99.8% of smartphones have an application processor produced by a company not named Intel Corporation (NASDAQ:INTC). There are two ways to look at that number – either as a huge opportunity, or a massive failure.
I believe the former is proper way to view Intel’s smartphone position, and expect the company to grow its market share significantly over the next year and a half. As a result, shares appear undervalued for long-term investors.
Just as good isn’t good enough
The Atom Z2580 may have been a reach by Intel Corporation (NASDAQ:INTC) to get into the smartphone market before it’s too late. While the dual core 32nm chip is fast and relatively power efficient, there’s no compelling reason for smartphone vendors to switch.
It’s not good enough for Intel Corporation (NASDAQ:INTC) to be just as good as ARM Holdings plc (ADR) (NASDAQ:ARMH) designs, which dominate the market, it needs to be better. Switching costs for companies create a barrier of entry, which is why the 0.2% market share Intel grabbed is underwhelming, but mostly expected.
Doing one better
The problem is the Z2580 is a somewhat crude solution. The architecture isn’t specifically designed for smartphones unlike ARM’s chips. Intel Corporation (NASDAQ:INTC) plans to change that, however, with its Silvermont redesign of Atom for smartphones.
Silvermont offers both better performance and power-efficiency than the current Atom processor core by capitalizing on Intel Corporation (NASDAQ:INTC)’s 22nm platform. More importantly, it’s significantly more efficient than the competition’s ARM Holdings plc (ADR) (NASDAQ:ARMH) designs.

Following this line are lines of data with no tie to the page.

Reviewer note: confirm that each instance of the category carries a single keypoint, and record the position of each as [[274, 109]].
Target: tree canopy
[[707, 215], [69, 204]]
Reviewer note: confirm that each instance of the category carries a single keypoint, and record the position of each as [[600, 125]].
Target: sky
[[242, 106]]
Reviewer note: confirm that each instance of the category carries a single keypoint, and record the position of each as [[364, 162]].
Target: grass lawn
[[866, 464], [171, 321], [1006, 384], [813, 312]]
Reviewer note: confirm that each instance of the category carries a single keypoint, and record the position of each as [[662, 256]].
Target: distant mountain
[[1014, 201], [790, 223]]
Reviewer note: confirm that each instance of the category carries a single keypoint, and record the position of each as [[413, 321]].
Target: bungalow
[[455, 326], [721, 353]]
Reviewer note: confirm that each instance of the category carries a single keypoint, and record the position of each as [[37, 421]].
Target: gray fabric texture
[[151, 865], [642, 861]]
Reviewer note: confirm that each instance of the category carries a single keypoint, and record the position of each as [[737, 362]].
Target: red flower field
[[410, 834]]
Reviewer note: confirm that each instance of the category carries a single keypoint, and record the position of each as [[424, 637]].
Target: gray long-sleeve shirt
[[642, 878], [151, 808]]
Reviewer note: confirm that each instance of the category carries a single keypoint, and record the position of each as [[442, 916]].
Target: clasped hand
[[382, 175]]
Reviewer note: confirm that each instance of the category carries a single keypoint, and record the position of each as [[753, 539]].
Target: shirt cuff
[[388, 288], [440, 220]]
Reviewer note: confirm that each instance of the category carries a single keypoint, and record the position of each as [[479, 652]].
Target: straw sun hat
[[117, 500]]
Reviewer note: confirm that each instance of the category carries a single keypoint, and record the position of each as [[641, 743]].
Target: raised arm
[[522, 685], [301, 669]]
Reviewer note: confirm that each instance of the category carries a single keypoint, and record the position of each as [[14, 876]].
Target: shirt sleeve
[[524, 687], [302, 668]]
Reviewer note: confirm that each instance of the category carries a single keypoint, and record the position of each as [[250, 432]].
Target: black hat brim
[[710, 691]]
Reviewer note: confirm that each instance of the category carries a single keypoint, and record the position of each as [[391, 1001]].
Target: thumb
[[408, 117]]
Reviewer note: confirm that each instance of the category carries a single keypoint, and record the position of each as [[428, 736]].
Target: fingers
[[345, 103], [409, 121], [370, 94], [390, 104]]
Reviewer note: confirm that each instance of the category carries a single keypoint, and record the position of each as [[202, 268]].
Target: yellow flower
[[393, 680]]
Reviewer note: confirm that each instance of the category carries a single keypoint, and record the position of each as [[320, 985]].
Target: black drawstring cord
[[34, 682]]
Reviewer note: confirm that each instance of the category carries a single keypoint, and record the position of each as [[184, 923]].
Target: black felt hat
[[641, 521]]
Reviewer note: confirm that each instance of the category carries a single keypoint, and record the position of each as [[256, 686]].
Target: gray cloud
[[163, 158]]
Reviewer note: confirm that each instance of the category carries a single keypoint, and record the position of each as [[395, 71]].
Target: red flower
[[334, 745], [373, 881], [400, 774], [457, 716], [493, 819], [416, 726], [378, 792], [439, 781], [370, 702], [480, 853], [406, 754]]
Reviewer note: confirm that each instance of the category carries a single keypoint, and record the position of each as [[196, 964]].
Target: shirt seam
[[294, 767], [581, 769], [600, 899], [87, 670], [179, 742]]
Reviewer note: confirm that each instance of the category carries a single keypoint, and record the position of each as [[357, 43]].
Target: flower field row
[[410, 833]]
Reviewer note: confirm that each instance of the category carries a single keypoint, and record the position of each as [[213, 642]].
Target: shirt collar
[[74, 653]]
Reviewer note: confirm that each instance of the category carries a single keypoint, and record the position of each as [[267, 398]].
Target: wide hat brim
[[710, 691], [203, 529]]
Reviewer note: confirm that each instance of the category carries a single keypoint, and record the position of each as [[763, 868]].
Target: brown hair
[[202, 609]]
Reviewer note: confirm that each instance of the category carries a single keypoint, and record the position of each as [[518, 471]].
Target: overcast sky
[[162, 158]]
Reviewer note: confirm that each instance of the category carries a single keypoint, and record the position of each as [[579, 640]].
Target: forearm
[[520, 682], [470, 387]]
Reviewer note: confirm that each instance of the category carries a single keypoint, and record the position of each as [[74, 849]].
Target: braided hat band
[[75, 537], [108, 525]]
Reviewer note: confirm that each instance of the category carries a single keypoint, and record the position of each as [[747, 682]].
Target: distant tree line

In Intel’s presentation of Silvermont earlier this month, the company compared its dual-core solution to the quad-core competition from ARM. While, the sample may suffer from some bias, the results clearly show a distinct advantage over some of the latest ARM designs. Intel says its chips provide a 1.6x max performance advantage and use 2.4x less power at the same performance as ARM’s chips.
Those numbers create a story vendors can use to sell smartphones – 60% faster and longer battery life. The switching costs will surely be negated if Intel delivers on those numbers.
Joining this generation
Intel is finally joining the fold of LTE solutions this year. QUALCOMM, Inc. (NASDAQ:QCOM) has largely dominated the 4G modem market, and currently controls about two-thirds of it. In a head-to-head performance comparison conducted by Signals Research Group, Intel captured top honors for its LTE chipset. Those chips will start shipping within a few weeks, and ought to be able to capture a large portion of the standalone modem market. That market is generally tablet based, however, where designs often come with an optional baseband modem.
Most smartphones use modems integrated into the applications processor. This helps save power, and therefore allows for longer battery life.
QUALCOMM, Inc. (NASDAQ:QCOM) found a major success in this area with its integrated LTE Snapdragon chipset. The company got its chips into popular phones by HTC, LG, Sony, and even the vertically integrated Samsung’s Galaxy S4 (albeit the U.S. version only).
Intel plans to release an integrated LTE chipset by the first quarter of 2014. Based on the performances of its newest standalone applications processor and LTE modem, the company could have a real winner on its hands as more vendors adopt 4G capabilities.
Is there even room for Intel?
The two biggest smartphone vendors, Apple and Samsung, prefer to use their own chip designs based on ARM architecture in their phones. Occasionally, Samsung will make an exception (see: U.S. Galaxy S4), but Apple is about as closed a system as it gets. Still, Qualcomm was able to capture 43% of the smartphone processor revenue share in 2012. Apple and Samsung combined for 27% of the market, although that number is skewed due to vertical integration. The point is, there’s a good chunk of the market that’s wide open for competition.
Furthermore, shifts in the smartphone market happen very quickly. For instance, Texas Instruments Incorporated (NASDAQ:TXN) was nearly even with Qualcomm in terms of market share in 2010. Now, the company isn’t even trying to compete, halting investment in the market in the fourth quarter of 2012.
With smartphone vendors redesigning phones and making new phones every year, they’re constantly trying to maximize the balance between dollars, performance, and power use. I believe Intel’s next generation of chips will provide high-end phone makers with an excellent value proposition.
A growing market
In 2012, the smartphone application processor market totaled $12.9 billion in revenue, while the baseband processor market reached nearly $18 billion. Combined, analysts believe the two markets could reach $50 billion in 2014.
Intel is setting up to capture a significant chunk of that $50 billion market in 2014. 2012 was the year Intel caught up with the competition’s capabilities, 2014 is the year it takes the lead and starts to take away the competition’s market share. After that, Intel’s leading edge technology ought to help that market share continue growing.